The London Perl and Raku Workshop takes place on 26th Oct 2024. If your company depends on Perl, please consider sponsoring and/or attending.

NAME

data2gff.pl

A script to convert a generic data file to GFF format.

SYNOPSIS

data2gff.pl [--options...] <filename>

  Options:
  --in <filename>
  --ask
  --chr <column_index>
  --start <column_index>
  --stop | --end <column_index>
  --score <column_index>
  --strand <column_index>
  --name <text | column_index>
  --id <column_index>
  --tags <column_index,column_index,...>
  --source <text>
  --type <text | column_index>
  --zero
  --format [0,1,2,3]
  --midpoint
  --unique
  --out <filename> 
  --version [2,3]
  --gz
  --version
  --help

OPTIONS

The command line flags and descriptions:

--in <filename>

Specify an input file containing either a list of database features or genomic coordinates for which to collect data. The file should be a tab-delimited text file, one row per feature, with columns representing feature identifiers, attributes, coordinates, and/or data values. Genome coordinates are required. The first row should be column headers. Text files generated by other BioToolBox scripts are acceptable. Files may be gzipped compressed.

--ask

Indicate that the program should interactively ask for column indices or text strings for the GFF attributes, including coordinates, source, type, etc. It will present a list of the column names to choose from. Enter nothing for non-relevant columns or to accept default values.

--chr <column_index>

The index of the dataset in the data table to be used as the chromosome or sequence ID column in the gff data.

--start <column_index>

The index of the dataset in the data table to be used as the start position column in the gff data.

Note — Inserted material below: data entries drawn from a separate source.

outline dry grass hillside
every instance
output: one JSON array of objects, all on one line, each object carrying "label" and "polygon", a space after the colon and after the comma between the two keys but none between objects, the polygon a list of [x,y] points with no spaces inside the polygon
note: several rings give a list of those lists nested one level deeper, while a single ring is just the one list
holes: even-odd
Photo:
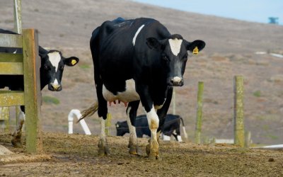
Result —
[{"label": "dry grass hillside", "polygon": [[[150,17],[164,24],[171,33],[189,41],[202,39],[207,47],[187,64],[185,86],[176,88],[176,113],[185,120],[192,141],[196,117],[197,82],[204,82],[203,140],[233,137],[233,78],[245,79],[246,128],[255,143],[283,142],[283,59],[255,52],[283,52],[283,26],[250,23],[163,8],[130,1],[23,1],[23,28],[39,30],[40,45],[76,56],[80,62],[65,69],[63,90],[42,91],[43,130],[67,132],[71,109],[87,108],[96,99],[89,39],[93,30],[106,20]],[[0,1],[0,28],[12,29],[13,1]],[[48,101],[57,98],[59,104]],[[50,103],[51,102],[51,103]],[[113,124],[124,120],[122,105],[110,108]],[[169,110],[172,113],[172,110]],[[142,110],[139,113],[143,113]],[[97,134],[98,116],[86,120]],[[81,133],[79,125],[76,132]],[[112,132],[115,135],[115,127]]]}]

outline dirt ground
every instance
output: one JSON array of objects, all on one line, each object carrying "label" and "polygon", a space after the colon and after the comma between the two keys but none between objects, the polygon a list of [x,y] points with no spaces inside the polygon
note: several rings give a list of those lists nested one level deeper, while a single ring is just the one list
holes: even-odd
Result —
[{"label": "dirt ground", "polygon": [[[0,133],[0,144],[15,152],[8,157],[0,156],[0,176],[283,176],[282,151],[192,143],[197,82],[204,83],[202,142],[212,138],[233,139],[233,79],[243,75],[246,131],[251,132],[254,145],[282,144],[283,58],[270,53],[283,55],[283,26],[127,0],[28,0],[23,1],[22,6],[23,26],[38,30],[41,46],[59,50],[66,57],[76,56],[80,62],[74,67],[65,67],[62,91],[51,92],[47,88],[42,91],[43,98],[50,96],[59,101],[56,104],[46,100],[42,102],[44,154],[26,154],[24,149],[13,149],[11,136]],[[13,1],[0,1],[0,28],[13,28],[12,9]],[[96,100],[89,50],[91,33],[103,21],[118,16],[154,18],[172,33],[181,34],[189,41],[201,39],[207,43],[203,51],[188,60],[185,85],[175,89],[176,114],[184,119],[189,140],[181,144],[161,142],[161,161],[149,161],[145,153],[142,156],[130,156],[127,138],[114,137],[115,123],[125,120],[125,108],[122,105],[109,108],[113,136],[108,139],[110,156],[97,156],[100,130],[96,114],[86,119],[94,135],[66,134],[69,111],[88,108]],[[258,55],[258,52],[266,53]],[[172,113],[171,107],[168,113]],[[139,109],[138,114],[143,113],[142,108]],[[13,118],[10,125],[13,132]],[[83,133],[79,124],[74,128],[74,133]],[[144,151],[147,140],[142,139],[140,142]]]},{"label": "dirt ground", "polygon": [[127,137],[110,137],[111,154],[103,157],[98,156],[98,137],[93,135],[45,133],[40,155],[14,149],[9,140],[7,135],[0,136],[1,144],[15,153],[0,156],[2,176],[283,176],[282,150],[161,141],[161,159],[150,161],[145,153],[146,138],[139,139],[144,154],[137,156],[128,154]]}]

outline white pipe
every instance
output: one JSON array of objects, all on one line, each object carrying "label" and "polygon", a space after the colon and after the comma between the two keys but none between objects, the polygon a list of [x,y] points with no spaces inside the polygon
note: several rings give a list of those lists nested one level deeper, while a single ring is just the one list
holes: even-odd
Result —
[{"label": "white pipe", "polygon": [[[73,134],[73,122],[74,122],[74,116],[76,117],[78,120],[81,117],[81,111],[77,109],[72,109],[71,110],[70,113],[69,113],[68,115],[68,122],[69,122],[69,134]],[[81,127],[83,127],[83,130],[84,131],[84,133],[86,135],[91,135],[91,131],[89,130],[89,128],[88,125],[86,125],[86,121],[83,119],[81,120],[79,122]]]}]

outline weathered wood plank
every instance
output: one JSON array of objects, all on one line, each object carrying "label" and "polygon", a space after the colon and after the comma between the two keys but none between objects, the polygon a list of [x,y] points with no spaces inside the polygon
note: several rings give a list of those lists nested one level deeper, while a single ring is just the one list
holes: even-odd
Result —
[{"label": "weathered wood plank", "polygon": [[23,47],[23,38],[21,35],[0,33],[0,47]]},{"label": "weathered wood plank", "polygon": [[37,35],[37,31],[33,29],[23,30],[26,151],[28,153],[40,153],[42,150]]},{"label": "weathered wood plank", "polygon": [[22,33],[22,1],[13,1],[13,22],[15,32]]},{"label": "weathered wood plank", "polygon": [[23,63],[0,62],[0,75],[23,75]]},{"label": "weathered wood plank", "polygon": [[23,62],[23,54],[0,53],[0,62]]},{"label": "weathered wood plank", "polygon": [[21,91],[0,91],[0,107],[24,105],[24,93]]}]

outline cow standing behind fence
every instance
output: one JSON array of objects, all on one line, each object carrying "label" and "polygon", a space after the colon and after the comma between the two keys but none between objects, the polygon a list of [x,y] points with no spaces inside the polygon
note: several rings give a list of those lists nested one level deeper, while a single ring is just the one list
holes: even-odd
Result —
[{"label": "cow standing behind fence", "polygon": [[[0,29],[0,33],[13,34],[16,33],[3,29]],[[21,48],[11,48],[0,47],[0,52],[6,53],[23,53]],[[40,89],[48,85],[48,89],[52,91],[60,91],[62,89],[61,81],[63,76],[65,65],[73,67],[79,62],[79,58],[71,57],[65,58],[62,52],[58,50],[46,50],[39,46],[39,55],[41,59],[40,73]],[[11,91],[23,91],[23,75],[0,75],[0,88],[8,87]],[[22,111],[25,111],[24,106],[21,106]],[[12,144],[14,147],[21,147],[21,128],[24,122],[23,119],[18,121],[16,130],[13,133],[14,138]]]}]

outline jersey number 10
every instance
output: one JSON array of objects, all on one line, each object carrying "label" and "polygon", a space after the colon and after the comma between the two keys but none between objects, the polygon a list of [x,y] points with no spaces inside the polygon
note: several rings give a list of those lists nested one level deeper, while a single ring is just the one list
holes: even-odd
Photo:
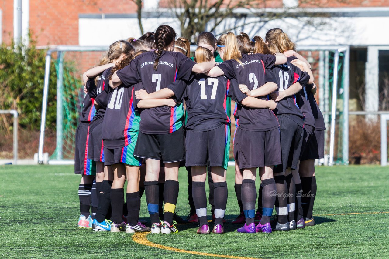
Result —
[{"label": "jersey number 10", "polygon": [[278,73],[280,77],[280,85],[278,86],[279,92],[282,92],[288,88],[288,82],[289,82],[289,74],[285,73],[282,70],[280,70]]},{"label": "jersey number 10", "polygon": [[117,110],[120,110],[121,107],[122,100],[123,99],[123,92],[124,92],[124,87],[122,87],[117,90],[115,88],[111,96],[111,99],[109,100],[107,108],[108,109],[113,109],[115,108]]}]

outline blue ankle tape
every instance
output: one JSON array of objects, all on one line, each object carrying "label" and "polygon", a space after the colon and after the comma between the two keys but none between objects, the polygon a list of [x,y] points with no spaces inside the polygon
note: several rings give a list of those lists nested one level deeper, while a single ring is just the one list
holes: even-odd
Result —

--stop <column_index> =item --end <column_index>

The index of the dataset in the data table to be used as the stop or end position column in the gff data.

--score <column_index>

The index of the dataset in the data table to be used as the score column in the gff data.

--name <column_index>

Enter either the text that will be shared name among all the features, or the index of the dataset in the data table to be used as the name of each gff feature. This information will be used in the 'group' column.

--id <column_index>

The index of the dataset in the data table to be used as the unique ID of each gff feature. This information will be used in the 'group' column of GFF v.3 files only. The default is to automatically generate a unique identifier.

--strand <column_index>

The index of the dataset in the data table to be used for strand information. Accepted values might include any of the following "f(orward), r(everse), w(atson), c(rick), +, -, 1, -1, 0, .".

--tags <column_indices>

Provide a comma delimited list of column indices that contain values to be included as group tags in the GFF features. The key will be the column name.

--source <text | column_index>

Enter either a text string or a column index representing the GFF source that should be used for the features. The default is 'data'.

--type <text | column_index>

Enter either a text string or a column index representing the GFF 'type' or 'method' that should be used for the features. If not defined, it will use the column name for either the 'score' or 'name' column, if defined. As a last resort, it will use the most creative method of 'Experiment'.

--zero

Indicate whether the source data is in interbase or 0-based coordinates, as is used with UCSC source data or USeq data packages. The coordinates will then be converted to 1-based coordinates, consistent with the rest of bioperl conventions. The default is false (will not convert).

--format [0,1,2,3]

Indicate the number of decimal places the score value should be formatted. Acceptable values include 0, 1, 2, or 3 places. Anything else is ignored.

--midpoint

A boolean (1 or 0) value to indicate whether the midpoint between the actual 'start' and 'stop' values should be used instead of the actual values. Default is false.

--unique

Indicate whether the feature names should be made unique. A count number is appended to the name of subsequent features to make them unique. This should only be applied to genomic features, and not to genomic data values (microarray data, sequencing data, etc). The default behavior is false (not unique).

--out <filename>

Optionally specify the name of of the output file. The default is to use the assigned type value. The '.gff' extension is automatically added if required.

--version [2,3]

Specify the GFF version. The default is version 3.

--gz

Indicate whether the output file should (not) be compressed with gzip.

--version

Print the version number.

--help

Display the POD documentation

DESCRIPTION

This program will convert a data file into a GFF formatted text file. Only simple conversions are performed, where each data line is converted to a single feature. Complex features with parent-child relationships (such as genes) should be converted with something more advanced.

The input file should have chromosomal coordinates, i.e. chromosome, start, and (optionally) stop or end coordinates. They may be specified upon execution or identified automatically. If they are not found, the GFF conversion will fail.

AUTHOR

 Timothy J. Parnell, PhD
 Howard Hughes Medical Institute
 Dept of Oncological Sciences
 Huntsman Cancer Institute
 University of Utah
 Salt Lake City, UT, 84112

This package is free software; you can redistribute it and/or modify it under the terms of the Artistic License 2.0.